Radiation-enhanced structural disorder and hardening in AlCrFeVTi high-entropy amorphous alloy thin films for lead-cooled fast reactors

This study investigates the irradiation tolerance of novel AlCrFeVTi high-entropy alloy (HEA) thin films fabricated using magnetron sputter coater and subjected to low-dose He⁺ ion irradiation at room temperature. The films exhibit a fully amorphous structure and uniform thickness of ∼1400 nm. Helium ion irradiation was performed at fluences varying from 2 × 10¹⁵ to 5 × 10¹⁶ ions/cm² using a 4 MV accelerator. Structural evolution was assessed by XRD, TEM, and SAED, revealing retention of amorphicity across all doses, with local ordering changes analyzed via high-resolution TEM and auto-correlation mapping.

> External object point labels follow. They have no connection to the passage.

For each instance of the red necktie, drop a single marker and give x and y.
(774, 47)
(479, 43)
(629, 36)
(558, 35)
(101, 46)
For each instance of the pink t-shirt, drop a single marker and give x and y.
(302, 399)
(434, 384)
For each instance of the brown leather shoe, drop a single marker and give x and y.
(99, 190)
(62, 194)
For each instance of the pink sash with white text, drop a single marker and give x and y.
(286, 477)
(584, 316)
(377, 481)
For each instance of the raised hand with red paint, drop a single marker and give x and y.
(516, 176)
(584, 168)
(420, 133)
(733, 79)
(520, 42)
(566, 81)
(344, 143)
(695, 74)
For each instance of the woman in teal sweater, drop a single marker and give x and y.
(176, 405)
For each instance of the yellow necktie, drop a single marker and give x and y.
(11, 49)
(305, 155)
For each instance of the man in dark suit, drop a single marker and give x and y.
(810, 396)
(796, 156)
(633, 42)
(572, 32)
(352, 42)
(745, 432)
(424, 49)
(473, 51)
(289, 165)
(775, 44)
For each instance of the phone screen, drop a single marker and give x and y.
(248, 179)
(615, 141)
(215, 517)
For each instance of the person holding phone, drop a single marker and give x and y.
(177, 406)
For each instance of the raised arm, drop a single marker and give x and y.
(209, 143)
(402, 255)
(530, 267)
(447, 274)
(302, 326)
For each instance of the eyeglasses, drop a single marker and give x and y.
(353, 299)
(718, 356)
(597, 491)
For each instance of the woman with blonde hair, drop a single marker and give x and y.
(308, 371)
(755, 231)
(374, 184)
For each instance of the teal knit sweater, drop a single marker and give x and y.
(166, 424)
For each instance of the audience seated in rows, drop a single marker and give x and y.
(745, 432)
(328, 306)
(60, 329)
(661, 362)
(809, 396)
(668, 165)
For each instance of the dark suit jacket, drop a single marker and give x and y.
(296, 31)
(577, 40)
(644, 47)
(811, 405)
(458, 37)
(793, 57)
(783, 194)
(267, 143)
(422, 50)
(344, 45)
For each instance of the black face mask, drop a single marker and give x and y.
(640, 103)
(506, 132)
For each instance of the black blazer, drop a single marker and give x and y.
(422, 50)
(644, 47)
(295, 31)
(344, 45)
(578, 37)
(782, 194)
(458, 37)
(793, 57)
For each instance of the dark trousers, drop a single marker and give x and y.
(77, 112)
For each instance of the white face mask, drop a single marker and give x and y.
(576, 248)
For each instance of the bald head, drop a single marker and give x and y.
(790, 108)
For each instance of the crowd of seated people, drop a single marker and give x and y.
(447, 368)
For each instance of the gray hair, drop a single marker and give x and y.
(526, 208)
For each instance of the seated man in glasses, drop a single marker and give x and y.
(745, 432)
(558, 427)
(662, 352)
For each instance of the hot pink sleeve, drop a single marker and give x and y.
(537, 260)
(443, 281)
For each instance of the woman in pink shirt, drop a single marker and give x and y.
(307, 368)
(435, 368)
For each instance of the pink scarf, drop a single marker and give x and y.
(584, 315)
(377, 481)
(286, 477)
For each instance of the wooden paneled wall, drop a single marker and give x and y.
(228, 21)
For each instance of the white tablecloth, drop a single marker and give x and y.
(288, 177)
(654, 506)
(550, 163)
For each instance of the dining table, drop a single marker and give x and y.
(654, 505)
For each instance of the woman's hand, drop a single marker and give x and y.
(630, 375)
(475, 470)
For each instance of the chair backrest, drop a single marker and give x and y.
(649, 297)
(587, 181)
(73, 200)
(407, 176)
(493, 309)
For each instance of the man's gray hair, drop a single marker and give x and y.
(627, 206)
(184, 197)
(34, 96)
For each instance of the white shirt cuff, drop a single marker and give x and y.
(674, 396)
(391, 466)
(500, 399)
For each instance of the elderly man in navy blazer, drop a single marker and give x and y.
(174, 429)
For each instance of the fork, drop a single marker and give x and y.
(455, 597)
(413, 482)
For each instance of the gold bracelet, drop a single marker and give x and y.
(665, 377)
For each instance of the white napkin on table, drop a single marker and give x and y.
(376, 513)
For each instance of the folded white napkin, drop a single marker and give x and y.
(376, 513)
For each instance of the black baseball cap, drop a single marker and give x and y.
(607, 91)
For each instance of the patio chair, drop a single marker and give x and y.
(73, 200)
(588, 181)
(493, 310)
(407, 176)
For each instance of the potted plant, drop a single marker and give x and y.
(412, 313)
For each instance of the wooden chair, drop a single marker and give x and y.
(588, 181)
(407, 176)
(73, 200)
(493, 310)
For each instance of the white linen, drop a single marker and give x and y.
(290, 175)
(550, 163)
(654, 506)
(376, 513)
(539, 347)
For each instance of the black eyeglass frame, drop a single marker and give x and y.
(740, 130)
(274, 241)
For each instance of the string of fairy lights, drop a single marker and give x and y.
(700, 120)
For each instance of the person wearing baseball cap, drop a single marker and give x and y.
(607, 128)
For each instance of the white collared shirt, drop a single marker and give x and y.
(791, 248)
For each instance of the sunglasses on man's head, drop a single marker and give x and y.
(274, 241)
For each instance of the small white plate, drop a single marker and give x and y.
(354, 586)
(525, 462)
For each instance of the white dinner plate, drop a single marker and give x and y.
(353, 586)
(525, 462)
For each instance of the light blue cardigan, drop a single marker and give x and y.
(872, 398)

Surface morphological changes and progressive roughening, were quantified by SEM and AFM, with RMS roughness increasing from 5.16 nm (as deposited) to 21.0 nm (1.7 dpa). Nanoindentation demonstrated irradiation-induced hardening (7.6 → 9.6 GPa) and modulus enhancement (157.7 → 182.2 GPa), consistent with finite element simulations of stress distribution. These results establish a clear structure–property relationship, showing that irradiation-driven local disorder enhances mechanical strength without triggering crystallization or embrittlement. The demonstrated radiation tolerance highlights amorphous AlCrFeVTi films as promising candidates for protective coatings in advanced nuclear energy systems.